Elle éprouva l’envie de retourner à l’hôpital et de le frapper, jusqu’à ce qu’il parle. Ses propres pensées l’effrayèrent.
Elle devait comprendre les mystères qu’avait abrités cette maison en son absence. Elle enfila son manteau, sortit avec une torche et se précipita vers la remise à chars à voile, une cabane en bois, à une dizaine de mètres de la maison. Jullian y rangeait ses outils et y bricolait de temps en temps. S’il avait eu un objet quelconque à fabriquer à partir de ses écrits, il l’aurait fait à cet endroit.

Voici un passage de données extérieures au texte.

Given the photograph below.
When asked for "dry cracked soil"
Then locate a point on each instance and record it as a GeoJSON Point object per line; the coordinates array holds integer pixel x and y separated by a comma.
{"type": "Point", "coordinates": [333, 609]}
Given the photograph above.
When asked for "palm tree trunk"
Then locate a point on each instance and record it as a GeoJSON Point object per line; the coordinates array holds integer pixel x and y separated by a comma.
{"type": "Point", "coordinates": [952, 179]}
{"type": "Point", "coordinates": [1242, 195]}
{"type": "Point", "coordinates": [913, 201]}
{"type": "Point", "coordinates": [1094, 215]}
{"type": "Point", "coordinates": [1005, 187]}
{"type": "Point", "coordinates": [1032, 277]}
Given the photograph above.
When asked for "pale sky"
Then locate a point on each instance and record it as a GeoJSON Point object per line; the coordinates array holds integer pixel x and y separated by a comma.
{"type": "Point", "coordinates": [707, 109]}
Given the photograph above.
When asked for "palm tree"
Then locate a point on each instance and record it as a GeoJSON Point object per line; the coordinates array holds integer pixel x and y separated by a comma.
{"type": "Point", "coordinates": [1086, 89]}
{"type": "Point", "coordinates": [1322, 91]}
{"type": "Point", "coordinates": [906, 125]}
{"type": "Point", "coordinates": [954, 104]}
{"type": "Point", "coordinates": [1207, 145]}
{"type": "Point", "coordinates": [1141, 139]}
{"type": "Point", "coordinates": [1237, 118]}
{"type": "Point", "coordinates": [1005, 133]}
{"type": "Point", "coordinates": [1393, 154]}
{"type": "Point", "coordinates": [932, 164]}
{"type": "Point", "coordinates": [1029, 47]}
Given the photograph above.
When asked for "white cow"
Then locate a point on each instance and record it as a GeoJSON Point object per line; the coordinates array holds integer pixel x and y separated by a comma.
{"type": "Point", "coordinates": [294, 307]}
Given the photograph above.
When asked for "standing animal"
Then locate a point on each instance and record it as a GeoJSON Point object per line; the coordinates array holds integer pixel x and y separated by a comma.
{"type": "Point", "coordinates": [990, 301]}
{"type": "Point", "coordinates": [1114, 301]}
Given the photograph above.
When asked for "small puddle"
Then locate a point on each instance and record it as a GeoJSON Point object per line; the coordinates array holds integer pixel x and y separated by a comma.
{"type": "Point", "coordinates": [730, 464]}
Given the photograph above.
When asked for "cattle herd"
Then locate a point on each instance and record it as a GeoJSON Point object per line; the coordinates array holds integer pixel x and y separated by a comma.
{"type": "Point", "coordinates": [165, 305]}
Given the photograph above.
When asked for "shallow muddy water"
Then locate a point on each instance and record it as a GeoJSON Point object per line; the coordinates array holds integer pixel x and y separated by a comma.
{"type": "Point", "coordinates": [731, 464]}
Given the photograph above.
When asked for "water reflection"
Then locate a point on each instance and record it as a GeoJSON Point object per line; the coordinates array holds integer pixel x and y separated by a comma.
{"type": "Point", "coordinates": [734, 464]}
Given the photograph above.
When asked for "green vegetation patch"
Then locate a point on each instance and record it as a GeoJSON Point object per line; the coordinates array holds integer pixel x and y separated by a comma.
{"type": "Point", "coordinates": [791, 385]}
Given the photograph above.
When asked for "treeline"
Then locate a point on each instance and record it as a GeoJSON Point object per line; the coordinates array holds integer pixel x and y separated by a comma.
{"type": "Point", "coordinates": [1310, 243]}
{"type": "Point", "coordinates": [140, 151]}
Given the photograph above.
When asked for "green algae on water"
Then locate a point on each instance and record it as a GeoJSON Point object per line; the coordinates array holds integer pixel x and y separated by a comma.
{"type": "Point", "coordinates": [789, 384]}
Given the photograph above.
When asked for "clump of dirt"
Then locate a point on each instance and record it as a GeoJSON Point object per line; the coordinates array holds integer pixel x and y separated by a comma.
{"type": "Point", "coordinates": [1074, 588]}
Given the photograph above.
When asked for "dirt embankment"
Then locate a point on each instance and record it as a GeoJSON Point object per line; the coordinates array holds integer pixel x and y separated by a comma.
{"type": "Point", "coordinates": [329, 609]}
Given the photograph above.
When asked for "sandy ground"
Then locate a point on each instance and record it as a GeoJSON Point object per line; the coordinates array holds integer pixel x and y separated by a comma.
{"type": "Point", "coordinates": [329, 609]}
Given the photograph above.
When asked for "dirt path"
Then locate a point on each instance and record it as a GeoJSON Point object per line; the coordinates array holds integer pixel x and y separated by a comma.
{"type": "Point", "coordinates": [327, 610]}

L’accumulation de sable sur la paroi ouest donnait l’impression que l’abri penchait. La porte était verrouillée avec un gros cadenas qui, lui sembla-t-il, était neuf. Elle hésita, prit son inspiration et cassa la seule vitre avec le manche de sa torche. Après avoir chassé les éclats de verre, elle se glissa dans l’ouverture.

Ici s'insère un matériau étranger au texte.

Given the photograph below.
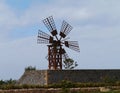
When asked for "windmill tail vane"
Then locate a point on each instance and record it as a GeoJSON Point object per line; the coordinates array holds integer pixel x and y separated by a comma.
{"type": "Point", "coordinates": [56, 52]}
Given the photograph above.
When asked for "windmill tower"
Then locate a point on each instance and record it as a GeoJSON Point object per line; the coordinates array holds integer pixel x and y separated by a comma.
{"type": "Point", "coordinates": [56, 52]}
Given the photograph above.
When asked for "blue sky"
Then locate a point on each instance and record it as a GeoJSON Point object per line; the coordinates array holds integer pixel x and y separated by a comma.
{"type": "Point", "coordinates": [96, 25]}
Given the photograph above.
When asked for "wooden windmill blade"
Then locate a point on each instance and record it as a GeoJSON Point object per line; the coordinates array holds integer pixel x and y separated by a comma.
{"type": "Point", "coordinates": [50, 24]}
{"type": "Point", "coordinates": [44, 38]}
{"type": "Point", "coordinates": [72, 45]}
{"type": "Point", "coordinates": [65, 55]}
{"type": "Point", "coordinates": [65, 29]}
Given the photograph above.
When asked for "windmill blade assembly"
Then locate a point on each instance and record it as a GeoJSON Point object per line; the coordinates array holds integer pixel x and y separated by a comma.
{"type": "Point", "coordinates": [56, 54]}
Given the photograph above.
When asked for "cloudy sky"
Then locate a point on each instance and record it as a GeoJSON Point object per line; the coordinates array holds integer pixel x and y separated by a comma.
{"type": "Point", "coordinates": [96, 26]}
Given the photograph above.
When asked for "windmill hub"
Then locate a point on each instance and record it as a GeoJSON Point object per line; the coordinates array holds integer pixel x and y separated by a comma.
{"type": "Point", "coordinates": [56, 54]}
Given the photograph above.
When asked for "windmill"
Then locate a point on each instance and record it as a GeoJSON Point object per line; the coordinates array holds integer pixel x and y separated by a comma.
{"type": "Point", "coordinates": [56, 52]}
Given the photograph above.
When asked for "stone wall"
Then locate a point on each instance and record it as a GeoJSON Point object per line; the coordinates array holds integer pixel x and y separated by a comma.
{"type": "Point", "coordinates": [45, 77]}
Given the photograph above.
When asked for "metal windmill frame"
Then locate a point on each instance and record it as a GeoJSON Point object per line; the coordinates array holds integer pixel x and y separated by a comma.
{"type": "Point", "coordinates": [56, 52]}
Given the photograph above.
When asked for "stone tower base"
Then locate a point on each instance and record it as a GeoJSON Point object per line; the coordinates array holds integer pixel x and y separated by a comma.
{"type": "Point", "coordinates": [46, 77]}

Les chars reposaient dans leur coin, leur voile roulée et protégée par une housse. Des cerfs-volants pendaient, en légère rotation, et projetaient des silhouettes lugubres sur les murs où des cannes à pêche s’emmêlaient. Un nuage de sciure virevolta et la fit éternuer. Cela provenait de l’établi, sur lequel reposaient la scie circulaire, des clous et des vis. Léane se pencha. Sous un marteau, le plan dessiné de l’instrument à broyer les pieds. L’objet, lui, manquait. Ne restaient que des chutes de bois et des copeaux.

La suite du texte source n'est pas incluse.